Wetherbee is no stranger to the Monadnock region; he got his start in journalism at the Monadnock Ledger in 1962. He had been living in New York, trying to make it as a “beatnik” poet, but moved back to New Hampshire, where he was born, to start a family.

Hired to sell ads, Wetherbee was sent to the scene of a drowning when Ledger publisher Dick Noyes could not find anyone else.

“I wrote a color piece and got a ton of mail from the community,” Wetherbee says. “He [Noyes] looked at it and said, ‘You don’t want to sell ads; you want to be a reporter.’”
Wetherbee, who admits he could not even spell, went on to take courses in journalism at Keene State College, where he learned under Bob Lyle, one of the best journalists he ever met.

“In effect, I learned the trade before they caught up with me,” Wetherbee says.
Now, at 73, Wetherbee still tries to stay on top of journalistic endeavors. He works with computers and has his own Web site at He tells five stories per week on New Hampshire Chronicle, even when he thinks he has told every story there is to tell.

“I keep my eyes open all the time,” Wetherbee says. “I buy old magazines and town histories and I go to libraries.”

Returning to Peterborough is a trip down memory lane for Wetherbee, who was a member of the town band in 1951.

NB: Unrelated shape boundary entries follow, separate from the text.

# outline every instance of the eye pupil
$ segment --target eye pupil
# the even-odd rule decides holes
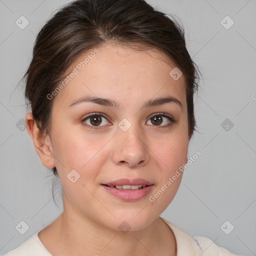
[[[152,123],[156,122],[156,125],[160,124],[162,123],[162,117],[160,116],[156,116],[151,118],[152,121],[153,120]]]
[[[101,122],[101,120],[102,118],[100,116],[94,116],[90,118],[90,123],[93,125],[97,126],[98,124],[100,124]]]

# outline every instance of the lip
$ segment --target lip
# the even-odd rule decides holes
[[[134,178],[134,180],[129,180],[128,178],[121,178],[116,180],[113,182],[109,182],[108,183],[104,183],[102,185],[108,185],[108,186],[121,186],[121,185],[153,185],[152,183],[146,180],[143,178]]]
[[[151,191],[154,185],[149,185],[143,188],[134,190],[122,190],[115,188],[110,188],[102,184],[102,186],[108,193],[126,202],[132,202],[137,201],[146,196]]]
[[[122,190],[108,186],[115,185],[143,185],[147,186],[134,190]],[[143,178],[135,178],[134,180],[121,178],[105,184],[102,184],[102,186],[108,193],[124,201],[132,202],[137,201],[146,196],[152,189],[154,184]]]

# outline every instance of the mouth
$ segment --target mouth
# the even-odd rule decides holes
[[[154,186],[141,178],[121,179],[101,185],[108,194],[126,202],[144,199]]]
[[[104,184],[102,184],[104,186],[108,186],[108,188],[116,188],[118,190],[142,190],[144,188],[146,188],[148,186],[153,186],[152,185],[111,185],[108,186]]]

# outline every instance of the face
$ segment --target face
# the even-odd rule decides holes
[[[182,172],[172,177],[188,161],[185,80],[174,80],[175,65],[156,50],[97,50],[78,58],[70,70],[74,76],[52,100],[50,142],[64,210],[116,230],[124,221],[138,230],[172,200]],[[89,96],[109,102],[82,100]],[[172,100],[154,102],[163,98]],[[133,180],[138,178],[146,182]],[[120,179],[148,186],[106,186],[120,185]]]

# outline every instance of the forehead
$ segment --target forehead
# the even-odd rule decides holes
[[[68,80],[54,101],[71,102],[74,98],[88,94],[116,97],[118,100],[122,96],[138,99],[139,96],[152,98],[170,92],[182,100],[185,79],[184,76],[173,79],[170,73],[175,68],[166,54],[156,50],[138,50],[106,44],[78,56],[68,68]]]

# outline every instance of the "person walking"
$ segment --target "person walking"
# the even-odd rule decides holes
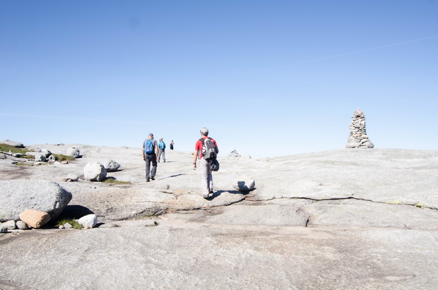
[[[166,149],[166,145],[165,144],[162,138],[160,139],[160,143],[158,143],[158,163],[160,163],[160,159],[161,159],[161,155],[162,155],[162,161],[166,162],[166,156],[165,155],[165,150]]]
[[[146,182],[149,182],[149,179],[155,180],[158,146],[152,133],[149,133],[148,139],[143,143],[142,152],[143,159],[146,162]],[[150,163],[152,163],[152,169],[150,169]]]
[[[213,175],[211,170],[211,164],[213,160],[207,160],[203,158],[203,147],[206,140],[210,140],[215,146],[216,154],[219,152],[218,144],[214,139],[208,137],[208,129],[203,128],[199,131],[201,133],[201,139],[196,141],[195,144],[195,152],[193,154],[193,169],[196,170],[196,162],[199,160],[199,174],[201,175],[201,184],[204,198],[208,198],[210,194],[214,193],[213,186]],[[210,142],[210,141],[208,141]]]

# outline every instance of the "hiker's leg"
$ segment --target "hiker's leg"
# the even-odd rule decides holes
[[[145,154],[145,162],[146,162],[146,180],[149,180],[150,172],[150,155]]]
[[[208,191],[213,191],[213,171],[211,170],[211,164],[213,161],[210,161],[208,162],[208,166],[207,167],[207,181],[208,184]]]
[[[208,190],[208,162],[204,159],[199,159],[199,174],[201,175],[201,188],[202,194],[208,195],[210,193]]]
[[[155,177],[155,174],[157,174],[157,155],[153,154],[151,156],[152,160],[152,171],[150,172],[151,177]]]

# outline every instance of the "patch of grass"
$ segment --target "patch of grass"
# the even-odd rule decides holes
[[[81,229],[82,226],[79,223],[75,221],[73,219],[61,219],[57,221],[57,226],[64,226],[65,224],[69,223],[73,226],[73,229]]]
[[[4,152],[9,152],[11,151],[13,153],[21,153],[25,154],[28,150],[25,148],[18,148],[18,147],[11,146],[7,144],[0,143],[0,151]]]
[[[110,183],[110,184],[131,184],[131,181],[119,181],[114,178],[107,178],[107,179],[103,181],[104,183]]]
[[[64,161],[64,160],[74,160],[75,158],[72,156],[69,155],[63,155],[62,154],[52,154],[54,157],[57,157],[59,161]]]

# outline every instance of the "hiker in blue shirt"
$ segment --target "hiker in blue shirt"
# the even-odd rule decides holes
[[[146,162],[146,182],[149,179],[155,180],[157,174],[157,155],[158,155],[158,146],[157,140],[153,138],[153,134],[149,133],[148,139],[143,143],[143,159]],[[150,169],[152,162],[152,170]]]
[[[166,145],[165,144],[162,138],[160,139],[160,143],[158,143],[158,163],[160,163],[160,159],[161,159],[161,155],[162,155],[162,161],[166,162],[166,157],[165,156],[165,150],[166,149]]]

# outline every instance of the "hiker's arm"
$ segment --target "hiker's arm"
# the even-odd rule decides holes
[[[196,159],[198,159],[198,150],[193,153],[193,169],[196,170]]]

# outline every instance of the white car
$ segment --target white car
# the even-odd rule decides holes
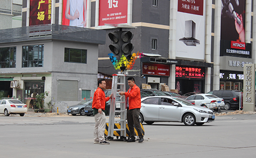
[[[4,113],[6,116],[11,113],[19,113],[23,116],[27,111],[27,105],[18,100],[0,100],[0,113]]]
[[[192,104],[186,100],[169,96],[147,96],[141,99],[140,122],[180,122],[185,125],[202,125],[215,119],[213,112]]]
[[[207,107],[212,110],[222,108],[225,106],[223,99],[210,94],[192,95],[186,99],[194,101],[196,106]]]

“It’s funny how much of it has changed and how much of it remains the same,” he says.
The winner of several awards, including multiple “New England Emmys,” Wetherbee has achieved fame for his voice-over work on Ken Burns film “The Making of Baseball,” “The Works of Robert Frost” and a voice-over at the former site of the Old Man in the Mountain — Franconia Notch Visitor’s Center.

Wetherbee will be at Toadstool Bookshop at 11 a.m. Saturday.